Exhibit 2.2
IRREVOCABLE GUARANTEE
THIS IRREVOCABLE GUARANTEE, dated as of August 25, 2019 (this “Guarantee”), is by and between Bristol-Myers Squibb Company, a Delaware corporation (“Guarantor”), and Amgen Inc., a Delaware corporation (“Purchaser”) (each of Guarantor and Purchaser, a “Party”, and together, the “Parties”).
RECITALS
WHEREAS, Purchaser is entering into that certain Asset Purchase Agreement, dated as of the date hereof, by and between Celgene Corporation, a Delaware corporation (“Seller”), and Purchaser (as amended, supplemented or otherwise modified from time to time in accordance with its terms, the “Asset Purchase Agreement”), concurrently with the execution of this Guarantee, pursuant to which (i) Seller has agreed to sell and transfer or to cause the Asset Selling Entities to sell and transfer to Purchaser, and Purchaser has agreed to purchase and acquire from Seller and the Asset Selling Entities, the Transferred Assets and (ii) Purchaser has agreed to assume, and thereafter satisfy, discharge and perform when due, the Assumed Liabilities;
WHEREAS, pursuant to the Agreement and Plan of Merger, dated as of January 2, 2019 (as amended, supplemented or otherwise modified from time to time in accordance with its terms, the “Burgundy Merger Agreement”), by and among Guarantor, Seller and Burgundy Merger Sub, Inc., a Delaware corporation and a direct, wholly owned subsidiary of Guarantor (“Burgundy Merger Sub”), Seller has agreed to merge with and into Burgundy Merger Sub (the “Burgundy Merger”), with Seller being the surviving corporation in the Burgundy Merger; and
WHEREAS, in order to induce Purchaser to enter into the Asset Purchase Agreement and certain other agreements ancillary thereto, Guarantor has agreed to execute and deliver to Purchaser this Guaranty.

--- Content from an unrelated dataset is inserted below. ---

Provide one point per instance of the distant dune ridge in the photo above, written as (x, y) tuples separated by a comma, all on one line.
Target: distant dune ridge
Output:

NOW, THEREFORE, in consideration of the mutual promises hereinafter set forth and other good and valuable consideration, the receipt and adequacy of which are hereby acknowledged, and intending to be legally bound, the Parties hereby agree as follows:
Section 1. Guarantee.
(a) Guarantor hereby irrevocably and unconditionally guarantees to Purchaser the full payment and performance of Seller’s obligations under the Asset Purchase Agreement on the terms and subject to the conditions in the Asset Purchase Agreement, with effect from the time, and subject to and conditioned upon the occurrence of, the Burgundy Closing.
(b) Without limiting the foregoing, Guarantor shall (i) comply with the provisions of Sections 5.3, 5.5, 5.13, 5.14, 5.19 and 5.20 of the Asset Purchase Agreement as though it were Seller under the Asset Purchase Agreement and (ii) be bound by Section 5.21 of the Asset Purchase Agreement, with effect from and after, and subject to and conditioned upon, the Closing, in the case of each of clause (i) and (ii), on the terms and subject to the conditions set forth therein.